In October 2023, Holmes announced her resignation from ABC ending her time with the broadcaster on 30 November. She has been a Professorial Fellow in Sport at the University of Canberra.

==Personal life==
Holmes started a relationship with Stan Grant in 2000, and this caused them to leave Channel 7. In the next year, they had a son, Jesse, and soon afterward Grant was offered a broadcasting position with CNN in Hong Kong. It was there that Holmes studied Buddhism. Two years later, Grant was offered a CNN correspondent position in Beijing and they moved to mainland China.
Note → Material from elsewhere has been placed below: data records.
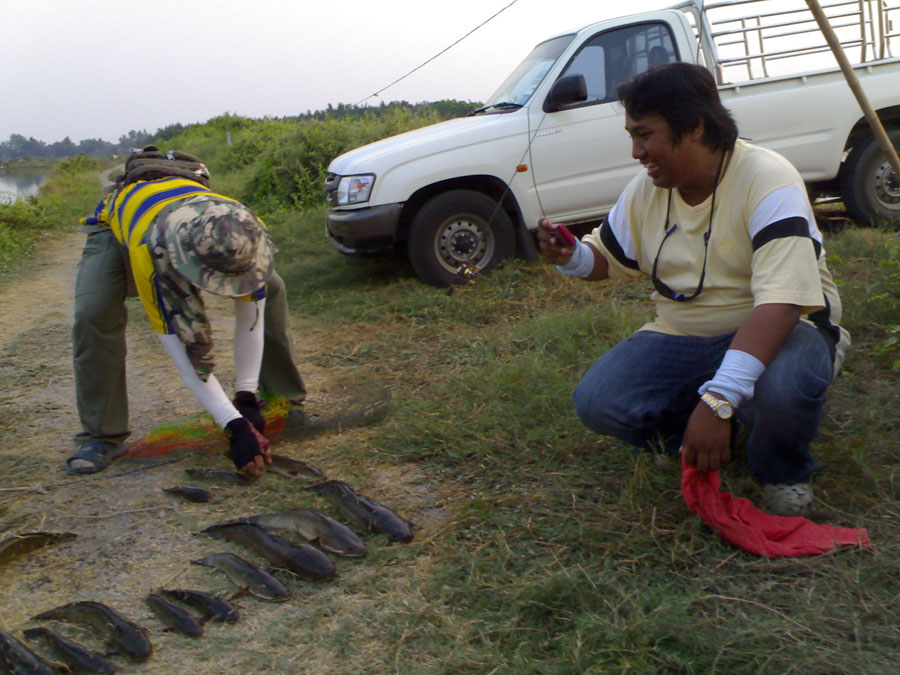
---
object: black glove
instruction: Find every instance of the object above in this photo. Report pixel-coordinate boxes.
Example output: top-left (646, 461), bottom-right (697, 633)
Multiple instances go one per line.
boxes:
top-left (225, 417), bottom-right (263, 469)
top-left (232, 391), bottom-right (266, 433)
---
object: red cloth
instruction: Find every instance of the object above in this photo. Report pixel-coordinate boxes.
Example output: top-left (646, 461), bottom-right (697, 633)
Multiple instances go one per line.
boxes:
top-left (681, 453), bottom-right (872, 558)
In the late 2010s, Holmes was made aware of how her maternal great-great-grandfather was a Joseph Lin, a doctor of Chinese medicine, who had moved to Australia from Amoi in Fujian Province in the 1850s, to serve the needs of Chinese gold miners at Cooma in southern New South Wales. He later settled in Gundagai (coincidentally, Grant's tribal Wiradjuri country) with an Anglo wife, Elizabeth (née Wood), having three children.

When their Chinese family name caused teasing of the children, the name was changed to Holmes, the name of Elizabeth's first husband who had died. Holmes and Grant have claimed that people in China looked at their son, Jesse, and noted Chinese facial features.